The Book Industry Study Group (BISG) Annual Members Meeting took place on Friday in New York City. Here are a few updated stats that were presented by Kelly Gallagher, vp of publishing services for Bowker.
In August, e-books accounted for 5.8% of all unit sales compared to 2.8% at the beginning of 2010. The percentage of consumers likely to by an e-book in August was 16%, up from 13% in January, while figures in August showed that women now accounted for 68% of Kindle purchases.

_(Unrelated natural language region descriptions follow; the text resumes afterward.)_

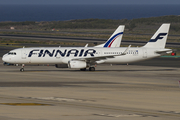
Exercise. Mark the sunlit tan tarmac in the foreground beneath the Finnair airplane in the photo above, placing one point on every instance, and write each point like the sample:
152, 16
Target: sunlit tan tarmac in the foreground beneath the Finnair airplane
136, 91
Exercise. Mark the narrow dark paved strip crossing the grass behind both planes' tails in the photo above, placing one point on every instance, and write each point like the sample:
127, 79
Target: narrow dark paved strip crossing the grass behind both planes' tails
82, 40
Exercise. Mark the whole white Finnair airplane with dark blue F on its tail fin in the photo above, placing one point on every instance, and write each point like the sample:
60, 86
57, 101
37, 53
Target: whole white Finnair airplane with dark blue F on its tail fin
87, 57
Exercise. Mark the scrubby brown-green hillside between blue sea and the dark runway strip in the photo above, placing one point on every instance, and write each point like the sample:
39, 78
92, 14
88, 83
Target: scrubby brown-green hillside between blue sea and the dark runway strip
136, 29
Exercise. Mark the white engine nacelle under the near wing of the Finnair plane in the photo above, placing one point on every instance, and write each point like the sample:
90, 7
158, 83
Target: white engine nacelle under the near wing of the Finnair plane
77, 64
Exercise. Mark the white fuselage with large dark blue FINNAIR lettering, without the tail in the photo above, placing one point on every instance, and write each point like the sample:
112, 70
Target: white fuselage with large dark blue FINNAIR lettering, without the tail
61, 55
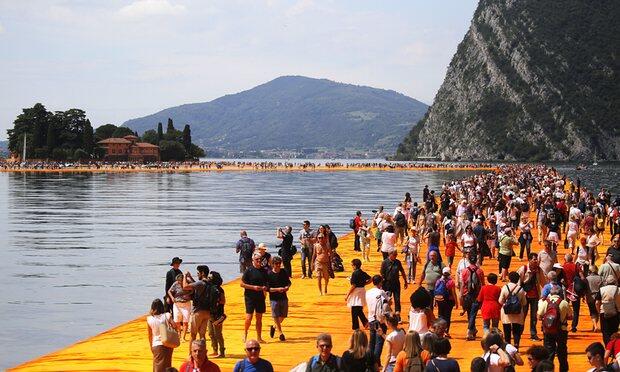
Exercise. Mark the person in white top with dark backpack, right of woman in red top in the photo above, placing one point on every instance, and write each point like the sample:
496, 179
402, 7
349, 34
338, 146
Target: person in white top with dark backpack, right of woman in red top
513, 299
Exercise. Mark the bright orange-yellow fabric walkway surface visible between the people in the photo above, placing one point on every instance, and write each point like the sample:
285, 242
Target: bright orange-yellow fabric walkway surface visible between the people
126, 346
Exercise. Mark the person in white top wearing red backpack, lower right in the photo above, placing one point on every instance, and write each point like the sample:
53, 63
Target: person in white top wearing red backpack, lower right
554, 313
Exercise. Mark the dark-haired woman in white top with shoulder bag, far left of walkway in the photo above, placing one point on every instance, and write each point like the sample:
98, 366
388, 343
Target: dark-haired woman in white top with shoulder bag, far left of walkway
162, 355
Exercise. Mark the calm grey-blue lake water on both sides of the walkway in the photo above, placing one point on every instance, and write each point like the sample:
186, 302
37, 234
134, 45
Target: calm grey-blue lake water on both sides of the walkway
85, 252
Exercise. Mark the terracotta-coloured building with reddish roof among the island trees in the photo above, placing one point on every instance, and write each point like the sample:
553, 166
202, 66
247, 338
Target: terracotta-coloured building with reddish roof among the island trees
129, 149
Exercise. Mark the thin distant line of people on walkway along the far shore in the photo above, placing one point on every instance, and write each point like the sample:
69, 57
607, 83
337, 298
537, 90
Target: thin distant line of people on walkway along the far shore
223, 164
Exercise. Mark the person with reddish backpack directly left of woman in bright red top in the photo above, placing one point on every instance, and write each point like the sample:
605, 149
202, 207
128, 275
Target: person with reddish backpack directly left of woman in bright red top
472, 279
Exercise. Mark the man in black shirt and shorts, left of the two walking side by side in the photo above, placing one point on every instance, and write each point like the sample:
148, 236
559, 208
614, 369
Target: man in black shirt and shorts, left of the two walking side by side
255, 283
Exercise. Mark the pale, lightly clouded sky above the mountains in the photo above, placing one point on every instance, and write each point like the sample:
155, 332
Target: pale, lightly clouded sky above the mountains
122, 59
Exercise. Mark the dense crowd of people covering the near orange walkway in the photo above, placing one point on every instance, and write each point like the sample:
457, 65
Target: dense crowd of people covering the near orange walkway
482, 217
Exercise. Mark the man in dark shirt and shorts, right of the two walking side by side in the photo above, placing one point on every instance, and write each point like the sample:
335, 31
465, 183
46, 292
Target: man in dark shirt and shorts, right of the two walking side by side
279, 283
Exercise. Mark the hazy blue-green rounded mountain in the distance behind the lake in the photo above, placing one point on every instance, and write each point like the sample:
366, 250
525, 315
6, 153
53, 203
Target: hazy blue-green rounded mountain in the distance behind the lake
294, 112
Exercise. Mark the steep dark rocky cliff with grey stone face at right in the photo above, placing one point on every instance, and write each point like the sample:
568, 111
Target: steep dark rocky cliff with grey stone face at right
531, 80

Access the Complete PW Article
See Also: In this tweet from the BISG conference, Skip Prichard, the CEO of Ingram tells the audience that for every 100 hardcover books Amazon.com sells, they sell 143 e-books. Prichard also said that print will go on. He asks the audience, “Do you remember how email was going to create a paperless society?”
Via Resource Shelf
And do you remember when we used to print out our e-mails? It’s taken a while but computers (and communications) are now lowering paper consumption. Print may go on for a while, but it’ll be a declining share of the market.
Rob Preece
Publisher
I hate to disappoint .. but I do some work for a couple of companies that print out almost all of their emails. They are both contract engineering and hitec construction businesses. All contracts have about 10 – 15 big 4 ring folders each, and all relevant emails to each part of the contract (commercial, construction, technical etc.) get printed and filed in date order as a record…. paper paper everywhere ….
In a large university (Iowa) student population (spring 2010) 15 pages of print were generated for every hour of terminal use, almost half of that e-book (legacy). pages.
This figure is rising as is the trend to IT lab purchase of industrial printers.
This back side of e-book use is invisible as is any whole text print out by end users.